Große Heilige wie Augustinus oder Bakhita bezeugen es ebenso wie Andrea, Cilla oder die Berichte beim Meeting. In den dramatischsten Situationen des Lebens kann nur Christus auf die Fragen des menschlichen Herzens antworten – wenn wir es zulassen.

Die Herrin langweilte sich an jenem Tag. So entschloss sie sich, die drei schwarzen Mädchen, die sie als Sklaven gekauft hatte, misshandeln zu lassen. Sie waren etwa zehn bis elf Jahre alt. Bakhita wurde auf die Erde geworfen und mit einem Rasiermesser ritzten sie ihr 114 Schnitte ins Fleisch. Dann streuten sie Salz in die Wunden. Einfach so, aus Spaß. Weil die muslimischen Herren das Mädchen als ihren Besitz ansahen. Bakhita war im Alter von sieben Jahren, 1876, aus ihrem sudanesischen Heimatdorf geraubt und viermal als Sklavin verkauft worden. Sie hatte nur Grausamkeit kennen gelernt.

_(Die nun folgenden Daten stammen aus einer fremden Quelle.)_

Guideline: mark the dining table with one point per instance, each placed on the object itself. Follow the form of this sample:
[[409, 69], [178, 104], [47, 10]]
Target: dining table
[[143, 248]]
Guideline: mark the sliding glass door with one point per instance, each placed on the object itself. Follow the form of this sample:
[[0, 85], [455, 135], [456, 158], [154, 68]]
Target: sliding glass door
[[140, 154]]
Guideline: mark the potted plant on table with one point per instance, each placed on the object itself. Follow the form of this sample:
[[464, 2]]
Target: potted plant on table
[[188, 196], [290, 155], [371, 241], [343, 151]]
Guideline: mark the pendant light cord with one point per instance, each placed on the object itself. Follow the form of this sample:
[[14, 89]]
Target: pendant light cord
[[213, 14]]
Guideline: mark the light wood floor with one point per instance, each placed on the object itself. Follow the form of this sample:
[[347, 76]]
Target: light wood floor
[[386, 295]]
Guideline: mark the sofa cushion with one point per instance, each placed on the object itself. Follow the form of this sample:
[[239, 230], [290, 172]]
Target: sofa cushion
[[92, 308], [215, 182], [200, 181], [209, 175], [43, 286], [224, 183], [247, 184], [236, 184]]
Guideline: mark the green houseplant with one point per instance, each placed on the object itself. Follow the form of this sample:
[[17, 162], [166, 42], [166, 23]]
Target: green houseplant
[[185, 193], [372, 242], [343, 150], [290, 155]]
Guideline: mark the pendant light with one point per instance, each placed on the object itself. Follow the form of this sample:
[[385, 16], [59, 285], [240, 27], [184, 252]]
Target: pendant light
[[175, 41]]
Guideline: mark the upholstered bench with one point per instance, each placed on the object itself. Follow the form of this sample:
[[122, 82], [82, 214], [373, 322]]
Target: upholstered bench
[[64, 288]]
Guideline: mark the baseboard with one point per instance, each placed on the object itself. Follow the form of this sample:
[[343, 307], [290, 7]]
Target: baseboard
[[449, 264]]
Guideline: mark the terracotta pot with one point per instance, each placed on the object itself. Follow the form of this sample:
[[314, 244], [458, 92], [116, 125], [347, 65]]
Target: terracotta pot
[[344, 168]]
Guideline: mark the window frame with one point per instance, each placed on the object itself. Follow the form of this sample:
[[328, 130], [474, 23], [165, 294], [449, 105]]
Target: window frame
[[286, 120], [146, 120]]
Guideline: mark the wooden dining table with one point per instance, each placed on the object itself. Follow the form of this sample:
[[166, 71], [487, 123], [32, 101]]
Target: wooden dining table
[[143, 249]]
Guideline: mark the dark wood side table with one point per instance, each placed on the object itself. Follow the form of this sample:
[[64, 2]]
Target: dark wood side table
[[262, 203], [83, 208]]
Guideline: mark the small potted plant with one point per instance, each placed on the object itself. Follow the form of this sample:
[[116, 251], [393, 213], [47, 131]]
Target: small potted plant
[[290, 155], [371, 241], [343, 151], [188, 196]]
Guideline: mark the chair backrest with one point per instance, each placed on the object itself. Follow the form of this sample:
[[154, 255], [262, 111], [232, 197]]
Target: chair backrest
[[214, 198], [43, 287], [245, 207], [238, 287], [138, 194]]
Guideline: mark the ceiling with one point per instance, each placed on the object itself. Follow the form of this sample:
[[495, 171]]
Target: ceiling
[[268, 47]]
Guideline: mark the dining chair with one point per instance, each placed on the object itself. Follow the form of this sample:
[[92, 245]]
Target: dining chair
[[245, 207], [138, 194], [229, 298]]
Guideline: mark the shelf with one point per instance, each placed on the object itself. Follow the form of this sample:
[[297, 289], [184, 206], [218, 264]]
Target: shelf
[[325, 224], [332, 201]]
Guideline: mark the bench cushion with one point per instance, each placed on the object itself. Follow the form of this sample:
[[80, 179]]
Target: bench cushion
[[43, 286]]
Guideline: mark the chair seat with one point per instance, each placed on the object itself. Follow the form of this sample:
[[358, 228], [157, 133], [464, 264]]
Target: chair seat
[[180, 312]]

Dies ist die menschliche Geschichte – ohne Jesus. Joseph Ratzinger erklärt in seinem Buch Jesus von Nazareth, dass die Welt vor der Ankunft des Erlösers durch Dämonen verseucht war. Überall dominierten Grausamkeit und Unmenschlichkeit. Dann, eines Tages, erklangen diese Worte: »Ich habe das Elend meines Volkes gesehen (...) und ihre laute Klage gehört. Ich kenne ihr Leid.« (Exodus 3, 7). »Er hat sich gezeigt. Er in Person, vor 2000 Jahren. Und seitdem zeigt er sich jeden Tag aufs Neue im Phänomen einer andersartigen Menschlichkeit« ,wie Don Giussani sagt. Auch dieses arme Mädchen Bakhita »stößt darauf und gewinnt die Vorahnung eines neuen Lebens ... eines Lebens, wie es sich keiner erwartet, nicht einmal erträumt hätte.«
Auch Bakhita gelang es nicht, das zu erträumen. Mit 16 Jahren brachten sie ihre Besitzer zufällig nach Venedig in Italien. Dort lernte sie die Canossianischen Schwestern kennen. Die Menschlichkeit und Güte dieser wahrhaft christlichen Schwestern berührten sie tief. »Ein Mensch mit einem goldenen Herzen«, der mit dem späteren Papst Pius X. verwandt war, schenkte ihr ein Kreuz. »Als ich es annahm«, so erinnert sich das Mädchen, »küsste ich es mit Ehrerbietung. Dann erklärte er mir, dass Jesus Christus, der Sohn Gottes, für uns gestorben war.« Bakhita war wie geblendet. War er für sie gestorben? War es möglich, dass jemand sie liebte? Ja. Sie sah es auf den Gesichtern »dieser heiligen Mütter, die mich Gott kennen lernen ließen«; besonders bei jener Schwester, von der sie später sagte: »Ich kann mich nicht an ihre Sorge für mich erinnern, ohne zu weinen.« Als die Besitzer Bakhitas zurückkehrten, um sie wieder mitzunehmen, weigerte sich das Mädchen zum ersten Mal, ihnen zu folgen. Auf Intervention des damaligen Patriarchen von Venedig erklärte der Prokurator des König Bakhita am 29. November 1889 zur freien Bürgerin. Sie blieb daraufhin in Italien, ließ sich taufen und bat darum, Schwester zu werden. Sie lebte 78 Jahre lang, »in denen ich immer mehr die Güte Gottes mir gegenüber kennen gelernt habe.« Sie starb 1947, und wurde im Jahr 2000 heilig gesprochen.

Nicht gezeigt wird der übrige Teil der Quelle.